The Valley of Fire is located only 50 miles from Las Vegas, but it feels like it's in a completely different world than the glitzy neon excess of Sin City. To reach the park, you head northeast from Vegas, passing through the unglamorous part of town that is filled with truck stops, warehouses and litter-strewn empty fields. Eventually you turn off the freeway and the landscape instantly changes.
There is definitely less traffic than in the city, but don't be surprised to encounter a few traffic jams. This one was caused by a few bighorn sheep crossing the road.
Valley of Fire is a Nevada state park, and it protects about 46,000 acres of land. The Valley of Fire gets its name from the deep-red sandstone formations, which were formed over 150 million years ago during the Jurassic era. The first place we stopped was the Beehives, which are weathered sandstone mounds that were once sand dunes in an ancient desert.
The bright red rocks contrast against the dull browns of the distant Muddy Mountains.
The landscape isn't barren, there were lots of plants growing amongst the rock formations.
The Anasazi (Ancestral Puebloans) lived in the Valley of Fire way back around the years 300 BC to 1150 AD. There are several places in the park where you can find petroglyphs.
One of the most popular places of the park, especially with photographers, is Mouse's Tank Road.

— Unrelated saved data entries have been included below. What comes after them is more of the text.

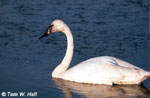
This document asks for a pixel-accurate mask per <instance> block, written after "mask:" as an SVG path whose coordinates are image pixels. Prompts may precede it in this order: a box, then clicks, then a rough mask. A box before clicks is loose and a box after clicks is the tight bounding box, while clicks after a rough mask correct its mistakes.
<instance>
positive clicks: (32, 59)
mask: <svg viewBox="0 0 150 98" xmlns="http://www.w3.org/2000/svg"><path fill="white" fill-rule="evenodd" d="M148 3H149V2H148V0H142V1H141V0H119V1H118V0H111V1H110V0H105V1H104V0H0V93H2V92H16V93H17V92H26V93H28V92H37V93H38V95H37V96H35V97H36V98H71V97H72V98H78V97H79V98H88V97H90V98H98V97H101V98H103V97H104V98H107V97H114V98H116V97H119V98H120V96H122V97H123V98H124V97H132V98H133V97H138V98H139V97H142V98H145V97H146V98H147V97H149V95H148V92H147V90H146V89H148V90H149V89H150V80H149V79H148V80H146V81H144V83H143V85H144V86H145V87H146V89H145V88H143V87H140V86H135V85H134V86H114V87H110V86H99V85H96V86H95V85H88V84H77V83H72V82H71V83H70V82H68V81H63V80H52V78H51V72H52V71H53V69H54V68H55V67H56V65H58V64H59V63H60V61H61V60H62V58H63V56H64V54H65V49H66V38H65V36H64V35H63V34H62V33H57V34H53V35H50V36H49V37H47V38H44V39H42V40H39V39H38V38H39V37H40V36H41V35H42V34H43V32H44V31H45V30H46V29H47V27H48V26H49V24H50V22H51V21H52V20H54V19H62V20H64V21H65V22H66V23H67V24H68V25H69V27H70V29H71V31H72V32H73V36H74V40H75V41H74V42H75V52H74V57H73V60H72V63H71V66H73V65H75V64H78V63H79V62H81V61H83V60H86V59H88V58H91V57H96V56H102V55H109V56H115V57H118V58H120V59H123V60H125V61H128V62H130V63H132V64H134V65H137V66H139V67H141V68H143V69H145V70H150V51H149V50H150V44H149V42H150V34H149V25H148V21H149V20H148V14H149V8H148V7H149V4H148ZM84 88H85V89H84ZM89 92H90V94H89ZM28 98H30V97H28Z"/></svg>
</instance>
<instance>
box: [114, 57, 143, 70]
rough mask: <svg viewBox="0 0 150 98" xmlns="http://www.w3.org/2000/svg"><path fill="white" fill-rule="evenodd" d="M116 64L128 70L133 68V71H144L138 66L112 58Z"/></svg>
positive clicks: (118, 59) (127, 62) (125, 61)
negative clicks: (135, 65) (126, 67)
mask: <svg viewBox="0 0 150 98" xmlns="http://www.w3.org/2000/svg"><path fill="white" fill-rule="evenodd" d="M112 58H113V59H114V60H115V62H116V63H118V65H119V66H123V67H128V68H132V69H136V70H143V69H141V68H139V67H137V66H134V65H132V64H130V63H128V62H126V61H123V60H120V59H118V58H115V57H112Z"/></svg>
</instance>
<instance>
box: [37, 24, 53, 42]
mask: <svg viewBox="0 0 150 98" xmlns="http://www.w3.org/2000/svg"><path fill="white" fill-rule="evenodd" d="M52 26H53V25H50V26H49V27H48V29H46V31H45V33H44V34H43V35H42V36H41V37H40V38H39V39H41V38H43V37H47V36H48V35H49V34H51V29H52Z"/></svg>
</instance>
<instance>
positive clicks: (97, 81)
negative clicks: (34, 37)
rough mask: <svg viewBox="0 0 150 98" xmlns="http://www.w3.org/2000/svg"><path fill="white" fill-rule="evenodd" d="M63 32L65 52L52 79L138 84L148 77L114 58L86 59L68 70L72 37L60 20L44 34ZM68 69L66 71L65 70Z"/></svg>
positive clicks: (68, 69)
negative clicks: (75, 65) (60, 78)
mask: <svg viewBox="0 0 150 98" xmlns="http://www.w3.org/2000/svg"><path fill="white" fill-rule="evenodd" d="M55 32H63V33H64V34H65V35H66V37H67V51H66V54H65V57H64V59H63V60H62V62H61V63H60V64H59V65H58V66H57V67H56V68H55V69H54V71H53V72H52V77H54V78H61V79H64V80H69V81H74V82H79V83H91V84H106V85H112V84H140V83H141V82H142V81H144V80H145V79H146V78H148V77H150V72H149V71H145V70H143V69H141V68H139V67H136V66H134V65H132V64H130V63H127V62H125V61H123V60H120V59H118V58H115V57H110V56H101V57H95V58H91V59H88V60H86V61H83V62H81V63H80V64H77V65H76V66H74V67H72V68H70V69H68V67H69V65H70V63H71V60H72V56H73V48H74V45H73V36H72V33H71V31H70V29H69V27H68V26H67V25H66V24H65V23H64V22H63V21H62V20H54V21H53V22H52V23H51V25H50V26H49V28H48V29H47V30H46V32H45V34H44V35H42V36H41V37H40V38H42V37H44V36H47V35H48V34H51V33H55ZM67 69H68V70H67Z"/></svg>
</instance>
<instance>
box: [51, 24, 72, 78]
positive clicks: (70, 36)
mask: <svg viewBox="0 0 150 98" xmlns="http://www.w3.org/2000/svg"><path fill="white" fill-rule="evenodd" d="M63 33H64V34H65V35H66V37H67V51H66V54H65V57H64V59H63V60H62V62H61V63H60V64H59V65H58V66H57V67H56V68H55V69H54V71H53V72H52V77H60V76H61V75H63V73H64V72H65V71H66V70H67V69H68V67H69V65H70V63H71V60H72V56H73V48H74V45H73V36H72V33H71V31H70V29H69V27H68V26H66V28H65V30H64V31H63Z"/></svg>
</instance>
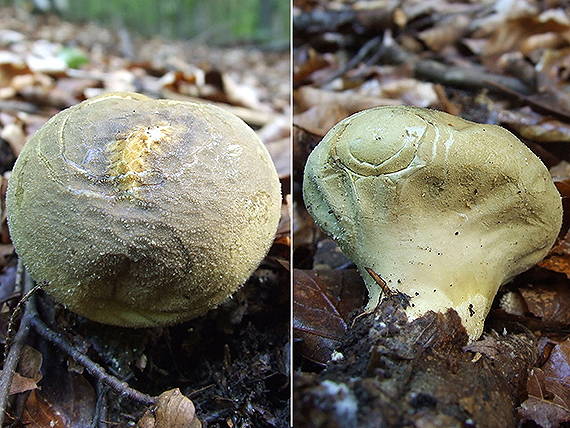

The road cuts through a valley surrounded by tall rock formations. The road is named after Little Mouse, a Southern Paiute who hid out here to evade capture in the 1890s.
There were several other photographers out there, crowding along the rocks or standing in the road posing for pictures.
Driving through the park definitely felt like being in another world. And apparently we weren't the only ones who thought that, the park was also used as a stand-in for Mars during the filming of Total Recall with Arnold Schwarzenegger.
We parked and started on one of the most popular hikes in the park, which leads to the Fire Wave. The trail passes right by this massive rock, which is called the Gibraltar Rock.
Storm clouds drifted around us, although we never got rained on while we were there.
It was good we were hiking here in February. In the summer they close some of these hikes because the high temperatures exceed 105 degrees and there is no shade on the trails.
Soon we reached the Fire Wave, which is a rock formation made up of swirling pink, red and white sandstone that looks like a wave of water frozen in stone.
After the hike we headed back to the car and started to drive out of the park, but did stop to get one more picture of a bighorn sheep along the side of the road.
And one last shot from Valley of Fire, shortly before we exited the park and started driving towards Utah. The storm clouds that we saw that day were busy dropping snow on the next location that we'd be seeing on the trip.